April PPI topping Process

April PPI increased 0.5% MoM and 11.0% YoY, the second highest level ever, but decelerating slightly from March by 20bps. Food manufacturing PPI increased 14.5% YoY, decelerating slightly from 14.6% in March. With the lower base effect in May we could see an acceleration next month, but decelerating growth is likely for the remainder of the year. With CPG companies continuing to raise prices a margin inflection is coming.

Staples Insights | April PPI topping, Positive EBITDA (BRCC), Inflation acceleration (UTZ) - staples insights 51222

Sticking with positive EBITDA (BRCC)

Black Rifle Coffee Company reported a wider EBITDA loss than expected of -$6.2M vs. consensus of -$2.7M. Revenue growth of 35% was slightly better than expected. Growth was driven by wholesale increasing by 135%. Wholesale doors grew from 42,000 doors to 47,000 sequentially. DTC was flat, but coffee club membership grew 11% to 295,000 from 265,000. The decline was from sales through Amazon or bagged coffee/merchandise which had price increases. Outpost revenue reached $5.5M with the opening of eight company owned locations over the past year.

Gross margins contracted 500bps, improving sequentially from -570bps. Higher coffee and shipping costs were headwinds. The company is raising the price of RTDs in June. Operating expenses doubled as the company added employees and other growth expenses.

  • Walmart has increased the distribution from 400 to 4,000 of its stores with all four SKUs.
  • The year-end goal for wholesale doors is 75,000.
  • There are currently 9 company-owned outposts and 9 franchises.
  • BRC has added two additional co-manufacturers to more than double the supply.
  • The cold beverage mix in-stores was 40%, notably lower than the 74% at Starbucks, representing future opportunities.
  • The club membership monthly churn was 3-4%.

The largest concern from the quarter was management confirming guidance for positive EBITDA guidance for the year. Achieving profitability this year seems more like a leader-imposed target rather than where the business is trending especially with all the growth investments. After reporting an EBITDA loss of $6.2M and guidance of similar margins in Q2, achieving enough profitability in the 2H looks like the proverbial hockey stick. Should profitability be a top priority this year when there are so many investments for growth? Should the company delay hiring an executive, put off a marketing investment, slow outpost growth, etc in order to achieve what is essentially an artificial target that does not have any bearing on 2023? The early success in wholesale and RTD is expanding the TAM. Other investments should be directed to growing the tent.

Inflation acceleration (UTZ)

Utz Brands reported Q1 EPS of $.11, above consensus estimates of $.09. Revenue and margins were above expectations. Revenue growth accelerated to 27%. Organic revenue grew 20.7% with pricing of 9.4% (accelerating 3.4% sequentially) and volume growth of 11.3%. For the 13-week period ended April 3 Power Brand sales increased 20.1% vs. the category’s 13.4% growth. Regional growth has been an investment theme and in Q1 expansion markets grew 17.4% and emerging markets grew 20%.

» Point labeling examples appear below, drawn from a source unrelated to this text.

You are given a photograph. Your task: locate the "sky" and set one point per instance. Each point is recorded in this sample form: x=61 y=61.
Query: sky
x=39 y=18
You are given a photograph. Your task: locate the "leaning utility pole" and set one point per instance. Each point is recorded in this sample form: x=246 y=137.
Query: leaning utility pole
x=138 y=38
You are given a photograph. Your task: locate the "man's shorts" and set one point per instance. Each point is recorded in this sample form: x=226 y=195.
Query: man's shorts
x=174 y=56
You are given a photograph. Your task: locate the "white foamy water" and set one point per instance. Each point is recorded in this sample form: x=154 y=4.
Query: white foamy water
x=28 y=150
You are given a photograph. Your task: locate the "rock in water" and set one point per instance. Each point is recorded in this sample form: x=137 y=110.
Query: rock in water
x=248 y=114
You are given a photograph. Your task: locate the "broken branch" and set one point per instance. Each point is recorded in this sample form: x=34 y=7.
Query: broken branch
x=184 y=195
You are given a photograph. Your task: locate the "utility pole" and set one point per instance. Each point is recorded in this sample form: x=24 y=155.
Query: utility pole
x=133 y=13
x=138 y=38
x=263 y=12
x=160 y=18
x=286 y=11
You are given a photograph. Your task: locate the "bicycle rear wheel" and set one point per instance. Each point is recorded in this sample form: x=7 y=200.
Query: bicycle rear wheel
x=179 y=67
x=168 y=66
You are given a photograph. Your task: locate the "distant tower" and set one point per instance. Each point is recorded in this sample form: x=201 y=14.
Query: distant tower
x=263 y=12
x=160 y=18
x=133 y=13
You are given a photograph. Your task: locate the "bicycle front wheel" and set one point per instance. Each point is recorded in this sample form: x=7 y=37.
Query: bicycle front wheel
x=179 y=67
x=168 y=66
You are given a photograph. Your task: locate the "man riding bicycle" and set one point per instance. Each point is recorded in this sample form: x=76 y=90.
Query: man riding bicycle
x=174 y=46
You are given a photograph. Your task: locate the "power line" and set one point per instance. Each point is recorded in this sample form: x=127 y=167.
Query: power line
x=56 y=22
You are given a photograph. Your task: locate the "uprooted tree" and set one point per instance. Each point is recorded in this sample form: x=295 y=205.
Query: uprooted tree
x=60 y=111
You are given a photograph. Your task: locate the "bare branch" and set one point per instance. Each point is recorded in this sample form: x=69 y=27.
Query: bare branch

Gross margins contracted 490bps due to higher input costs and a 130bps impact from IO conversions worsening from 240bps of contraction in Q4. Further price increases are expected in Q2 as well as price increases being contemplated for the 2H. Pricing increased from 7% in January to 11.5% in March. SD&A expenses leveraged by 180bps with 130bps from the IO conversions. Adjusted EBITDA decreased 3.7% YoY.

Leverage was 5.1x at the end of the quarter, a level that negatively impacts the valuation multiple. The leverage is a result of EBITDA being negatively impacted by input cost inflation and the acquisition of several targets. Management expects to reduce leverage to 4x by next year. When leverage is brought down the company will get more credit for the recent acquisitions that have brought revenue and cost synergies.  

Management raised guidance for input cost inflation and revenue to offset that pressure. Input cost inflation is expected to increase mid to high teens from low-double digits. Organic sales growth is expected to be 8-10% up from 4-6% previously and the long-term plan of 3-4%. EBITDA guidance remains unchanged at modest YoY growth.

The snacking category has inherent advantages (low private label share and non-standard package sizes) in passing on price increases compared to other CPG categories. Due to significant cost increases in freight and cooking oils compared to other input costs, Utz Brands has seen some of the highest cost pressures in CPG.